Besides being inaccurate, equating millionaires and billionaires does a great disservice to middle-class millionaires. Wait, what, middle-class millionaire? Is that a typo? No.
First, let me clarify that I’m not talking about income, but net worth—someone’s total assets such as savings accounts, real estate, and investment accounts, minus their debts. What a person earns does not make them a millionaire or billionaire. It’s what they keep that matters. I once worked with a client who earned around $5,000,000 a year but had so much debt their net worth was negative $3,500,000.
I had trouble finding a current wealth report number for how many people in the US make over $l,000,000 a year. My best guess is around 0.05% of taxpayers, around 75,000 people, consistently earn that much. Net worth is another story. A December 23, 2021, article at spendmenot.com reports there are 20,270,000 people in the US worth one million or more and 788 billionaires.

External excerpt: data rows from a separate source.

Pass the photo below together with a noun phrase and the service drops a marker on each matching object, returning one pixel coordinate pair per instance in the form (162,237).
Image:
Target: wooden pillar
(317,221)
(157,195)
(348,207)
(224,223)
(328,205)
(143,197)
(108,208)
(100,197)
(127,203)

What kind of lifestyle can you have with a net worth of a million as opposed to a billion dollars? Experts tell us the most reasonable sustainable withdrawal rate from an investment portfolio is 3%. That means your $1 million will provide $30,000 a year. Adding Social Security benefits of, say, $18,000 to $30,000 a year means a retirement income of $48,000 to $60,000 a year. This is what I think of as a middle-class millionaire. Three percent of $1 billion, on the other hand, will give you a retirement income of $30 million a year. At that rate, you could probably get by without bothering to file for Social Security.
Saving $1 million over a lifetime is certainly possible for middle-class earners who are willing to live on less than they make. A 25-year-old individual or couple that started today saving about $1,350 a month (in retirement plans) would have over $3 million by age 65, enough to throw off an inflation-adjusted $30,000 a year. To accumulate $1 billion (in today’s dollars) by age 65, on the other hand, starting at age 25 you’d need to save $3.5 million a month.
Clearly, equating millionaires with billionaires makes no mathematical or financial sense.
The point here is that in today’s world, a millionaire, especially one who is retired, is not “rich.” Reaching age 65 with a net worth of $1 million dollars is a way to provide a comfortable and secure retirement. It is also a reasonable and achievable goal for many middle-class workers who would never see themselves as wealthy.
Lumping “millionaires and billionaires” together might make a rhythmic sound bite. That doesn’t mean it makes sense. For anyone willing to do the math, the comparison is ludicrous. There’s a world of difference in earnings, wealth, and potential lifestyle in those extra three zeroes.